Broken input is a bug of compiler and should be covered by its tests or by our tests of broken imputs that are separate tests.
Second problem that if according manual this relocation must use only mov or add then in future llvm-mc for example may add check for that and do not generate broken output. That will make this test to fail. We can save from that only by placing precompiled corrupted binaries as inputs, but thats again not for that patch I think.
But anyways just in case I added what you asked for to test. So if you really think we should do that for some reason - I see nothing too much bad in that if it touches only the test. Its easy to remove from test at any time.

392 ↗(On Diff #40551)

Looks good. Applied your changes. Thanks !

I only added r12 to comment:

// (if the register is not RSP/R12) or "ADDQ $foo, %RSP".
test/elf2/tls-opt.s
2 ↗(On Diff #40551)

Done.

13 ↗(On Diff #40551)

Any of them is sufficient I think but we are emiting binary output and not the text. So need to keep and check the binary. At the same time text helps to read the test so it should be there at least in comments for binary I think. But there is no point to move it to comments I believe. I would leave it as is because of that all.
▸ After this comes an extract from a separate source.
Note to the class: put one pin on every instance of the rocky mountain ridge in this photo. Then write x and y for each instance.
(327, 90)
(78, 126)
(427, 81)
grimar added inline comments.Nov 19 2015, 7:42 AM
test/elf2/tls-opt.s
24 ↗(On Diff #40608)

The last one also is a part of currupted output, I`ll move it below
// Corrupred output:

grimar updated this revision to Diff 40747.Nov 20 2015, 12:43 AM

Rebased.

grimar added inline comments.Nov 20 2015, 4:53 AM
test/ELF/tls-opt.s
2 ↗(On Diff #40747)

Forgot to switch to ld.lld here. Will be fixed.

grimar updated this revision to Diff 40903.Nov 23 2015, 12:26 AM
  • Rebased
  • Removed buffer overrun check and *BeginBuf argument.
  • Test: ld.lld2->ld.lld
ruiu accepted this revision.Nov 23 2015, 11:16 AM
ruiu edited edge metadata.

LGTM with a nit.

ELF/InputSection.cpp
137 ↗(On Diff #40903)

Can you move Body.isTLS() into isTlsOptimized function?

This revision is now accepted and ready to land.Nov 23 2015, 11:16 AM
In D14713#295215, @ruiu wrote:

LGTM with a nit.

Will do, thanks !

This revision was automatically updated to reflect the committed changes.